Mumbai: With the definition of a promoter undergoing a change as a large number of private equity and venture fund-led companies are getting listed on the stock exchanges, Myself We have decided to do away with this traditional concept.
NS SEBI Board It on Friday approved to initiate the process of changing the concept of ‘promoters’ to ‘controlling person’ or ‘controlling’. shareholders’ and asked the regulator to prepare a road map in consultation with their counterparts. SEBI said, “In recent years, many businesses and new age companies with diversified shareholding and professional management, which are coming into the listed sector, are non-family members and/or do not have a uniquely identifiable promoter group. ”
For example, recently listed zomato, there are no identifiable promoters, as shown by the NSE data. Its early backers such as Info Edge and Alipay (a branch of China’s Alibaba), Deepinder Goyal, the founder as well as Uber BV, which recently sold its food delivery business, are all listed as public shareholders. Traditionally, most bluechips like Reliance Industries, TCS, HDFC Bank and many others have promoters. Exceptions include HDFC, ICICI Bank, ITC and L&T.
The board also decided to halve 20% lock-in of promoter holding in newly listed companies from three years to 18 months and from one year to six months for non-promoters. SEBI said that these will be subject to certain conditions related to the use of funds raised through the IPO.
industry expert Both the decisions are to keep the market regulations in line with the emerging shareholding scenario in the country. According to Sandeep Parekh, a securities lawyer and former executive director of SEBI, the concept of promoter is a rigid one with “almost no international parallel”. “Sebi’s decision to move towards the concept of ‘Person in Control’ is a more realistic, fluid and accurate depiction of what actually controls the company,” Parekh said.

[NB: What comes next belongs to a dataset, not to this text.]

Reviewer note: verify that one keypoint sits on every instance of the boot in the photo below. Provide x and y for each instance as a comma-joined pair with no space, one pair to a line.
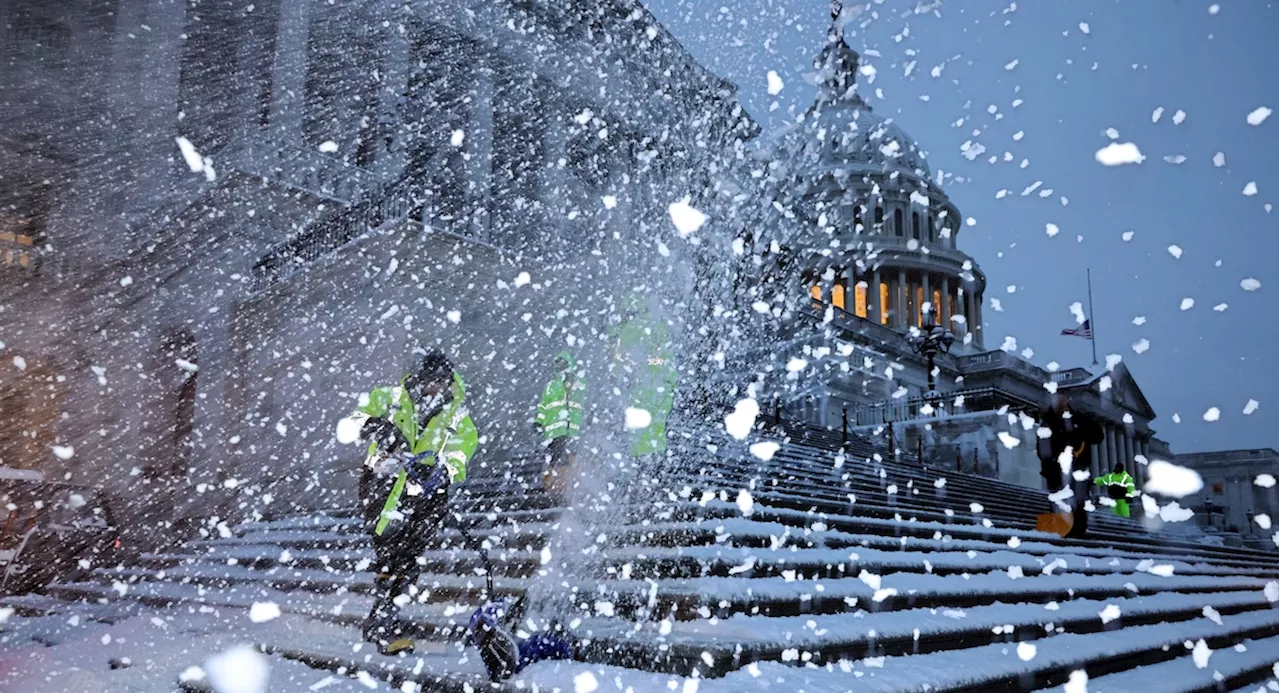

Securities lawyers also feel that the reduction in lock-in of holdings is a forward-looking move. “Private equity investors will welcome the reduction in the post-IPO lock-in period as they can get timely withdrawals,” said Anand Lakra, partner, J Sagar Associates. According to Parekh, the decision is also likely to increase liquidity in the market, “as more shares become available for trading”. Lakra also feels that Sebi can use this opportunity – the move to convert from promoter to person-control – to revisit the definition of control. In a bid to facilitate the government’s objective of ‘ease of doing business’, SEBI on Friday also waived off the requirement of disclosing post-facto nod for acquisition between 2-5% shareholding in market infrastructure institutions. “Stock exchanges, clearing corporations and depositories shall put in place suitable mechanisms to ensure compliance with fit and appropriate norms,” ​​Sebi said.
SEBI merged the two regulations – Issue of Sweat Equity Regulation, and Share Based Employee Benefits Regulations – into a new one called SEBI (Share Based Employee Benefits and Sweat Equity) Regulations, 2021.